Three other members are reprising their former roles as impeachment managers. Adam Schiff, if not the least bright, is certainly the best slip-and-fall attorney Pelosi can parade on the committee. With a haute couture of baggy suits set off by homely ties and slack shirt collars, Schiff mastered the skill of chicanery during the Russia hoax and two wild swings at impeachment, chalking up more Pinocchios than a Tuscan woodcarver.
As the son of a former Kennedy Administration staffer and founder of the most progressive think tank that the Beltway has to offer, Jamie Raskin is an old hand at activism and community organizing. A politico radicalized by upbringing, his politics may seem reserved in the boisterous presence of the Squad, but his political campaigns get an endorsement from Sanders’ acolytes.
During Impeachment 2.0, Zoe Lofgren tripped up by admitting that the rush to bring the Democrat case against Trump was due to the impending election. She continues the bidding of the House Speaker by spearheading an administration committee move to reverse the seating of a state-certified Republican congresswoman. Attempts to overturn elections are legitimate only when it benefits Democrats.

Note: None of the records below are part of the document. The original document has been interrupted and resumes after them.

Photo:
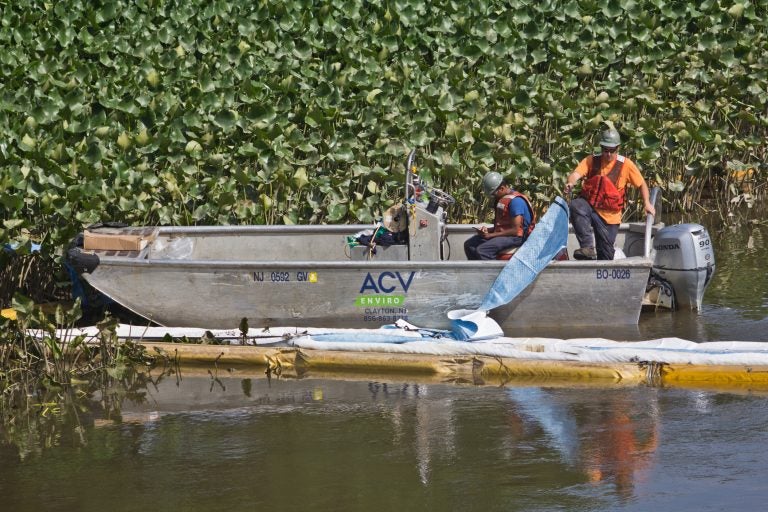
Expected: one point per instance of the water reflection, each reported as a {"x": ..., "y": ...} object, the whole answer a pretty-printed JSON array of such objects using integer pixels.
[{"x": 336, "y": 444}]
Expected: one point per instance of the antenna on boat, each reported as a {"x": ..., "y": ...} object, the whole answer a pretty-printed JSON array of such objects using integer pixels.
[{"x": 409, "y": 167}]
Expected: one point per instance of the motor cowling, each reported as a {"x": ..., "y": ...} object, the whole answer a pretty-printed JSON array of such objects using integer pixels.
[{"x": 685, "y": 258}]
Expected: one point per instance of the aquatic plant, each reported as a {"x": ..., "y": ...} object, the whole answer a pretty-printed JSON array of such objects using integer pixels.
[
  {"x": 52, "y": 381},
  {"x": 287, "y": 111}
]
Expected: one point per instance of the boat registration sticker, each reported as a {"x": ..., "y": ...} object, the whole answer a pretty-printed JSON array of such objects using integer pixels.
[
  {"x": 281, "y": 276},
  {"x": 615, "y": 273}
]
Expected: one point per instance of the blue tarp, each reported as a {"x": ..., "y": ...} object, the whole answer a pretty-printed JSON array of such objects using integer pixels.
[{"x": 547, "y": 239}]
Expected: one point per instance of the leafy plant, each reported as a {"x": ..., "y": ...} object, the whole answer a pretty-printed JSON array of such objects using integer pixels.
[{"x": 215, "y": 112}]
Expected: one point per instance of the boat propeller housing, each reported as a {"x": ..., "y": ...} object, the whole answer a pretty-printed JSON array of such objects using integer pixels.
[{"x": 685, "y": 258}]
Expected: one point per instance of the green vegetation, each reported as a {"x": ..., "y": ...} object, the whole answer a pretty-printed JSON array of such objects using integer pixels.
[
  {"x": 286, "y": 111},
  {"x": 53, "y": 379}
]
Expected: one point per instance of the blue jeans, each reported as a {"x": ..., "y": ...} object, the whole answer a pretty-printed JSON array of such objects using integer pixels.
[
  {"x": 591, "y": 230},
  {"x": 478, "y": 248}
]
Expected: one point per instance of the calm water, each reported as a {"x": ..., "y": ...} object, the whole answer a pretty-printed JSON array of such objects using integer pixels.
[
  {"x": 243, "y": 443},
  {"x": 383, "y": 443}
]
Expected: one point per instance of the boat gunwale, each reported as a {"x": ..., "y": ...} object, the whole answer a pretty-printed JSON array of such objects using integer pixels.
[
  {"x": 237, "y": 230},
  {"x": 134, "y": 261}
]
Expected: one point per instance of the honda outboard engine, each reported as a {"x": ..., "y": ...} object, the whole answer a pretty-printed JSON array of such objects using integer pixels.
[{"x": 685, "y": 259}]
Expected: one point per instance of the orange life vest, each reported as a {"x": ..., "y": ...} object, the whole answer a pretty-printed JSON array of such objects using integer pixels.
[
  {"x": 503, "y": 220},
  {"x": 600, "y": 191}
]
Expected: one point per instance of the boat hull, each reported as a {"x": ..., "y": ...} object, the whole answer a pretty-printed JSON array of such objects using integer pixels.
[{"x": 366, "y": 294}]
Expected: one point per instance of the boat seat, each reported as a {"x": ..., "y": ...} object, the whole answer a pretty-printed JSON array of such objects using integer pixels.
[{"x": 508, "y": 253}]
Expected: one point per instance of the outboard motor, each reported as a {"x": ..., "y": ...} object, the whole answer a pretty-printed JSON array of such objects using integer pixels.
[{"x": 686, "y": 260}]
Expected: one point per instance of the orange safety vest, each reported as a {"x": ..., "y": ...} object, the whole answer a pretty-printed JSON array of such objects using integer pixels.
[
  {"x": 600, "y": 190},
  {"x": 503, "y": 220}
]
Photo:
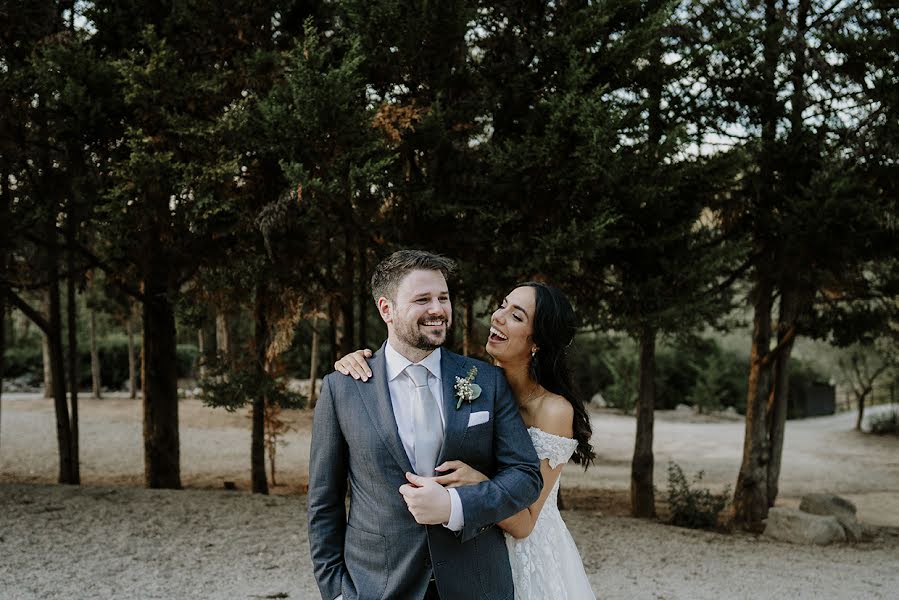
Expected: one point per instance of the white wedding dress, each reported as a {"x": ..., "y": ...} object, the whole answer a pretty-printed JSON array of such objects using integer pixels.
[{"x": 546, "y": 564}]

Then there’s the RINOs who give the committee its misleading bipartisan character. Liz Cheney, hailing from the bright red, open-carry state of Wyoming, might be said to hold the record for self-inflicted political wounds. At these desperate, final moments in her truncated political life, she has tripped Pelosi’s mousetrap and will use the hearings to immolate herself and the royal reputation of her father to even a family score with Donald Trump
Adam Kinzinger is a well-coifed Air National Guard pilot whose flighty opinions and virulent anti-Trumpism frequently drops ordnance on his fellow Republicans. Politically a minor leaguer, he’s positioned himself as the peck’s bad boy of the GOP in order to save his job from an Illinois redistricting plan, going so far as to market his woke Country First initiative, a slick personal fundraiser dressed up as the great white hope for the salvation of the Republican party. The Left is gushing at the thought, as one might expect any time the opposition seeks to correct itself through rabid infighting.

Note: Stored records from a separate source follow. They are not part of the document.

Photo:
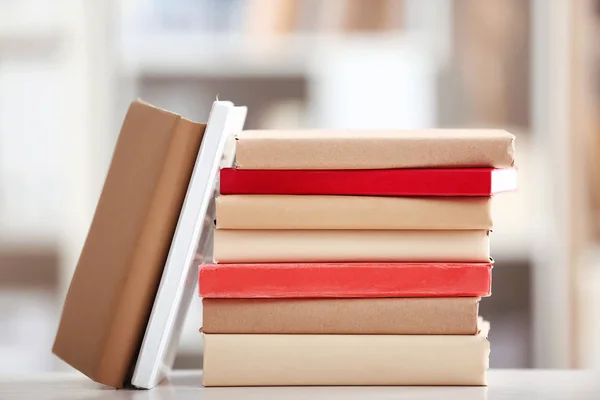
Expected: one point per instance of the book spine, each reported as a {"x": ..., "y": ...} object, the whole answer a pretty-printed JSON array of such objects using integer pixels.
[
  {"x": 296, "y": 360},
  {"x": 352, "y": 212},
  {"x": 420, "y": 316},
  {"x": 239, "y": 246},
  {"x": 341, "y": 154},
  {"x": 456, "y": 182},
  {"x": 347, "y": 280}
]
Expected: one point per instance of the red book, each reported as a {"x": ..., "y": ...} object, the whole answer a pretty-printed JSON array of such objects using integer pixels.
[
  {"x": 385, "y": 182},
  {"x": 345, "y": 280}
]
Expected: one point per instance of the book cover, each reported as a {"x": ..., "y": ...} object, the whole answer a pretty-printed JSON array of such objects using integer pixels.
[
  {"x": 454, "y": 182},
  {"x": 345, "y": 280},
  {"x": 353, "y": 212},
  {"x": 120, "y": 266},
  {"x": 374, "y": 316},
  {"x": 377, "y": 149},
  {"x": 279, "y": 246},
  {"x": 332, "y": 360}
]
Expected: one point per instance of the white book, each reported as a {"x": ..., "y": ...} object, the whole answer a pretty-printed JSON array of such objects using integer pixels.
[
  {"x": 340, "y": 360},
  {"x": 190, "y": 247}
]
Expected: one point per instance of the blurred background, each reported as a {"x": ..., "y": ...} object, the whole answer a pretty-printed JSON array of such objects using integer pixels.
[{"x": 69, "y": 68}]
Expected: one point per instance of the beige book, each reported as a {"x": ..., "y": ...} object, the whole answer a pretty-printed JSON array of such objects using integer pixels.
[
  {"x": 352, "y": 212},
  {"x": 248, "y": 246},
  {"x": 381, "y": 149},
  {"x": 392, "y": 316},
  {"x": 365, "y": 360},
  {"x": 113, "y": 288}
]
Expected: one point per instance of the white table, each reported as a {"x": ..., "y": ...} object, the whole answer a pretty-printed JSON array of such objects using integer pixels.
[{"x": 186, "y": 385}]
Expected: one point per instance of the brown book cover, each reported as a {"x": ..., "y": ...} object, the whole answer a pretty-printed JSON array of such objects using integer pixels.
[
  {"x": 359, "y": 360},
  {"x": 378, "y": 149},
  {"x": 352, "y": 212},
  {"x": 392, "y": 316},
  {"x": 112, "y": 290}
]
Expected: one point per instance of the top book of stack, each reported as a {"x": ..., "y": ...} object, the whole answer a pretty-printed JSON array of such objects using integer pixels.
[{"x": 383, "y": 149}]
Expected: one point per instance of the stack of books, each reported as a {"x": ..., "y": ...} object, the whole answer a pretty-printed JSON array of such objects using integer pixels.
[{"x": 353, "y": 258}]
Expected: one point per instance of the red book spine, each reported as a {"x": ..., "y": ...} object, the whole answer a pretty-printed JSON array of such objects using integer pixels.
[
  {"x": 391, "y": 182},
  {"x": 345, "y": 280}
]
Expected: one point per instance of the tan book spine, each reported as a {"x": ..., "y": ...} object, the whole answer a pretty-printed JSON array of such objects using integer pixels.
[
  {"x": 391, "y": 316},
  {"x": 264, "y": 246},
  {"x": 352, "y": 212},
  {"x": 362, "y": 360},
  {"x": 327, "y": 149}
]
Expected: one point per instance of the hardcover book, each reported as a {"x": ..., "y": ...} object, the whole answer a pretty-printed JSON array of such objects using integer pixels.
[
  {"x": 345, "y": 280},
  {"x": 371, "y": 316},
  {"x": 457, "y": 182},
  {"x": 278, "y": 246},
  {"x": 353, "y": 212},
  {"x": 112, "y": 290},
  {"x": 378, "y": 149},
  {"x": 362, "y": 360}
]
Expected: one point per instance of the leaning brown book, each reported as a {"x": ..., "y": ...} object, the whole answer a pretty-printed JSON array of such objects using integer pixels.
[{"x": 115, "y": 282}]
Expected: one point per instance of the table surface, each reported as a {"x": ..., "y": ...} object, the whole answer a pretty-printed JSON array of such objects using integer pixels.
[{"x": 186, "y": 385}]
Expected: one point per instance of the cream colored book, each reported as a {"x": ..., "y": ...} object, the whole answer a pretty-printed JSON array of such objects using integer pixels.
[
  {"x": 248, "y": 246},
  {"x": 376, "y": 149},
  {"x": 333, "y": 360},
  {"x": 353, "y": 212}
]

The first day of the hearing was as predictable as it was partisan. Schiff was bug-eyed and tearful; Kinzinger’s face was near swollen with emotion. A cherry-picked and likely coached handful of bemedaled police officers offered traumatic combat accounts and let slip awkward personal beliefs that tickled the panel’s fancy, suggesting that Congressional Republicans railing against the disparate treatment of those long-imprisoned protesters ought to be thrown out of office and using the word “hitman” as an inference to Trump.
This was the first hearing of a Democrat inquisition claiming to expose a Republican insurrection. Throughout history, inquisitions weren’t righteous. They gave flesh and form to political appetites to cleanse the landscape of all political, religious, or ethnic opposition.